Ever try to lead your team to do something…and find them looking back at you with a kind of glazed look? Like they were in a trance? Or maybe, they all were nodding their heads in a agreement but later you realized that they had no idea what you meant when you were talking about "taking the hill" or "staying the course". Maybe it has to do with what Made to Stick refers to as The Curse of Knowledge.
The curse of knowledge? Yes. Here’s the idea. Once you’re an expert you slip over to abstractions and shortcuts. You forget what it’s like to be figuring out what to do…and instead you talk about things in a kind of shorthand language. Once you’re an expert you tend to adopt grand phrases that sound elegant but are too abstract for your team to really understand exactly what it means.
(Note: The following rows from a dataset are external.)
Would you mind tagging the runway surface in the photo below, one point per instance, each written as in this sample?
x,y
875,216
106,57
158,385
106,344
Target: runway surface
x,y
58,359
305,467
What it means, for instance, to actually win the game you’re playing.
One example that authors Chip Heath and Dan Heath use is that of the difference between biology students and biology teachers. One is quite capable of discussing animal taxonomy systems and the other is just trying to remember whether reptiles lay eggs or not!
So…how then can we learn to speak in a way that our team actually understands? We need to learn to be as concrete as we can about what it is that we’re trying to do. Interestingly, the authors of Made to Stick have referenced Saddleback Sam as an illustration. In the early days of Saddleback Church they developed a very clear description of the kind of person they were trying to reach…and they named him Saddleback Sam. That idea, clearly describing who they’re trying to connect with, has enabled a crystal clear understanding of what a win is. And that is one of the most important elements of stickiness.
Do you have that in your arsenal? Or are you stuck in abstraction?